The process generated ability profiles for each model. These profiles illustrate how success rates vary with task complexity across different skills, offering a granular understanding of model capabilities. Radar charts visualize these profiles across the 18 ability dimensions, revealing nuanced patterns that raw benchmark scores alone cannot.

This extensive evaluation surfaced several findings that challenge current assumptions about AI performance and progress.

  1. First, existing AI benchmarks often fail to test what they claim. For example, a benchmark designed for logical reasoning might also require niche domain knowledge or high levels of metacognition, diluting its intended focus.
  2. Second, the team uncovered distinct ability patterns in large language models. Reasoning-focused models consistently outperformed others in tasks involving logic, abstraction, and understanding social context. However, raw size alone did not guarantee superiority. Past a certain point, scaling up models produced diminishing returns in many ability areas. Training techniques and model design appeared to play a larger role in refining performance across specific cognitive domains.
  3. Third, and perhaps most significantly, ADeLe enabled accurate predictions of model success on unfamiliar tasks. By comparing task demands with model abilities, the researchers achieved prediction accuracies of up to 88 percent. This represents a substantial leap over black-box approaches that rely on embeddings or fine-tuned scores without any understanding of task difficulty or model cognition.
Microsoft ADeLe wants to give your AI a ccognitive profile
Image: Microsoft

Using the ability-demand matching approach, the team developed a system capable of forecasting AI behavior across a wide range of scenarios. Whether applied to new benchmarks or real-world challenges, this system provides a structured and interpretable method for anticipating failures and identifying suitable models for specific use cases. This predictive capability is particularly relevant in high-stakes environments where reliability and accountability are non-negotiable.

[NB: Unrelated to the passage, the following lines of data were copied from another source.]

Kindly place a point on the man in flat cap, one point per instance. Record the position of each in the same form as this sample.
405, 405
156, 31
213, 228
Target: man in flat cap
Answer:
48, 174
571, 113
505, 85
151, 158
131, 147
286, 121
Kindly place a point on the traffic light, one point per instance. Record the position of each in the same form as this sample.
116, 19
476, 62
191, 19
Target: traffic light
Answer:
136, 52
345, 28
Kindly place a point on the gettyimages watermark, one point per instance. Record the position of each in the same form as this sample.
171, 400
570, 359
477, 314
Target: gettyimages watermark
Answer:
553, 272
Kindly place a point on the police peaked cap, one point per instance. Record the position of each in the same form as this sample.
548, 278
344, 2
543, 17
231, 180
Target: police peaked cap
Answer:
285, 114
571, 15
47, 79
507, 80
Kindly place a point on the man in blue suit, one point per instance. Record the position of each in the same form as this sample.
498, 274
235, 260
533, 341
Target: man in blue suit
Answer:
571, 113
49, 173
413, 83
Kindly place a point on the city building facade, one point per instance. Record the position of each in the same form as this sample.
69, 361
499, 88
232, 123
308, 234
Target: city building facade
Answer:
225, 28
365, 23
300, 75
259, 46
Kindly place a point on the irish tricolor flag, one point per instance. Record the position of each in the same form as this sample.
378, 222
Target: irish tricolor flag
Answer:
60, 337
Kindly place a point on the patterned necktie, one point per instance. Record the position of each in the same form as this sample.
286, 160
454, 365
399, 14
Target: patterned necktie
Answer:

Rather than deploying AI based on general reputation or limited task scores, developers and decision-makers can now use demand-level evaluations to match systems to tasks with far greater confidence. This supports not only more reliable implementation but also better governance, as stakeholders can trace model behavior back to measurable abilities and limitations.


Is your super helpful generative AI partner secretly making your job boring?


The implications of ADeLe extend beyond research labs. This evaluation method offers a foundation for standardized, interpretable assessments that can support everything from AI research and product development to regulatory oversight and public trust. As general-purpose AI becomes embedded in sectors like education, healthcare, and law, understanding how models will behave outside of their training context becomes not just useful but essential.

ADeLe’s modular design allows it to be adapted to multimodal and embodied systems, further expanding its relevance. It aligns with Microsoft’s broader position on the importance of psychometrics in AI and echoes calls in recent white papers for more transparent, transferable, and trustworthy AI evaluation tools.

Toward smarter evaluation standards

For all the optimism around foundation models, one of the looming risks has been the lack of meaningful evaluation practices. Benchmarks have driven progress, but they have also limited our visibility into what models actually understand or how they might behave in unexpected situations. With ADeLe, we now have a path toward changing that.

This work reframes evaluation not as a checklist of scores but as a dynamic interaction between systems and tasks. By treating performance as a function of demand-ability fit, it lays the groundwork for a more scientific, reliable, and nuanced understanding of AI capabilities. That foundation is critical not only for technical progress but also for responsible adoption of AI in complex human contexts.